A Truly Korean Community
Church also served as the centre of social gatherings where immigrants come together with the shared experience of being an isolated newcomer in such a foreign land. When they came, they left everything only to come to a place that did not accept them. It was only natural for them to not only establish their own space, but also to maintain it, holding on to as much of their culture and lifestyle as they could. This is shown through the differences between the relationship between Korean immigrant churches and their community versus that of their homeland churches in Korea. As for immigrant churches, they maintain the distinction of the space being Korean, rather than just simply another church. This was a decision made by the first immigrants that has transcended generations, with some current immigrant churches still being distinguished as Korean. Not only this, but the first immigrants also constructed the church into an environment that would be suitable for their children to be raised in as well. Their dedication and support for the church reflected this vision, and it changed the way immigrant churches do fellowship. The congregation was much more intimate and tight knit, which also has carried on to this day as a prominent culture within the church.
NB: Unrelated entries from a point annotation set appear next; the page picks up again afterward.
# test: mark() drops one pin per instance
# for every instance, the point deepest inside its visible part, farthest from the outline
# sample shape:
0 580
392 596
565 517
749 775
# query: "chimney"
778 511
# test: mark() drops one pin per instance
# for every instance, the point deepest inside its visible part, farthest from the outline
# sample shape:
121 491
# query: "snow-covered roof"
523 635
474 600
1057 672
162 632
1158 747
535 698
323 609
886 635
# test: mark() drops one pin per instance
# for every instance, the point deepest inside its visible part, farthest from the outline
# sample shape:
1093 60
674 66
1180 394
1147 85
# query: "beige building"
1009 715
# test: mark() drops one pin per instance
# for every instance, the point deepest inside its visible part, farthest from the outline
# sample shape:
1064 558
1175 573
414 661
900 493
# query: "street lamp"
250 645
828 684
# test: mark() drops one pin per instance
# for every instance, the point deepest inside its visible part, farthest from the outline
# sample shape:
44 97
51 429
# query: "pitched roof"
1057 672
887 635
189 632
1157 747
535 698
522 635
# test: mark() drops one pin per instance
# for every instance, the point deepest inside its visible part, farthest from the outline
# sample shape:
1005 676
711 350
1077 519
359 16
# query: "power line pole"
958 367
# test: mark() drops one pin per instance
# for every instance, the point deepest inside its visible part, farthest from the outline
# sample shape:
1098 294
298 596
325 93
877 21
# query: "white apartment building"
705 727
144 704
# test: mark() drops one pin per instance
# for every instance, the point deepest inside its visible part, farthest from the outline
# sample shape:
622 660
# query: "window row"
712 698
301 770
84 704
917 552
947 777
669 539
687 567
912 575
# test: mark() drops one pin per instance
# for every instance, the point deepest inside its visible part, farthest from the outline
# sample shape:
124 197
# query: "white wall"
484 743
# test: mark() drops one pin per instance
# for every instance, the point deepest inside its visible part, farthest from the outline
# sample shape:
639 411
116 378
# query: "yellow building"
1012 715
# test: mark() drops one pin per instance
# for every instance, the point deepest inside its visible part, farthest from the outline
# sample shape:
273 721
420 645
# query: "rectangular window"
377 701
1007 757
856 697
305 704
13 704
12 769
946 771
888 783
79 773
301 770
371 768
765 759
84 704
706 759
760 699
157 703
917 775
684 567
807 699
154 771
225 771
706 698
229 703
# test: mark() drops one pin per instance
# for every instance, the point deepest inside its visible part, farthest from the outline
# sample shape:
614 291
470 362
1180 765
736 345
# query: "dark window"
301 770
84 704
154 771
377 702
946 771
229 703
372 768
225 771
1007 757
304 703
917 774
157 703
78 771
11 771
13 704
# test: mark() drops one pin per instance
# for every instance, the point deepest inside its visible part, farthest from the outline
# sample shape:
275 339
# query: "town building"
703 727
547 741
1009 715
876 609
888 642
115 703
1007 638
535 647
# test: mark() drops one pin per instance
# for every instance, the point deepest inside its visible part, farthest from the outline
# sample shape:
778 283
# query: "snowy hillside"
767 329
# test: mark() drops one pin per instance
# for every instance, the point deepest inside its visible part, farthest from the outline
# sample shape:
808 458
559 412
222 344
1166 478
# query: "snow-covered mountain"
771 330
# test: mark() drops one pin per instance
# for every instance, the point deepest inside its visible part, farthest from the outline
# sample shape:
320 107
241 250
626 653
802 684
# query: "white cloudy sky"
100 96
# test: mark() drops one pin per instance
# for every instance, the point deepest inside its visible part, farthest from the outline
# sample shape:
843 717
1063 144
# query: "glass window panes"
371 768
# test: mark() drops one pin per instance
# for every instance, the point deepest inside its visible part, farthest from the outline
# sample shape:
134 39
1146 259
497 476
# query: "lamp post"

From a theological standpoint, being discriminated in such an unwelcoming society, a need to have a place to belong, and a removal from what you know as home all combine to create the theological problem of self-acceptance. Because of this, the churches have become a place that helps its members cope with any conflicts they may be having, internal or external. This dependence by immigrants on the church made the community one of great desperation and reliance, which sustained it for many years until the next generations took it upon themselves to carry on the legacy. The church became a visible community where brothers and sisters who believed in the same thing could unite and share a common goal and hope. In so many ways, the church became their salvation. They left everything they knew to be met by an unwelcoming society, and the only thing that kept most of them afloat was the knowledge that there was a community of people like them that they could depend on and go back to. God did bless them to have such a space, a place to feel at home again. In a time where they felt like they had nothing, God gave them something. The way they were able to say “Bless the Lord” has continued on through generations, and even my generation of young people are still reaping the rewards that the first generation gave us. We are all part of a community that we can consider home, and we will continue to carry on this legacy for more generations to come.
How does this affect the way I think about my faith?
Overall, the way I think about my own personal faith is affected by studying previous generations, because I see the desperation and why they needed the church. Growing up, I assumed I just needed to go to church. I never questioned why I went, I just thought I had to. However, seeing older generations and how desperately they truly needed it made me realize that that is not the case for me. I don’t need the church, yet I continue to come. I think this stems from a genuine yearning to grow deeper in my faith that I maybe wasn’t aware of before. This is also something that I feel is ingrained in me that has transcended generations, beginning with the first immigrants.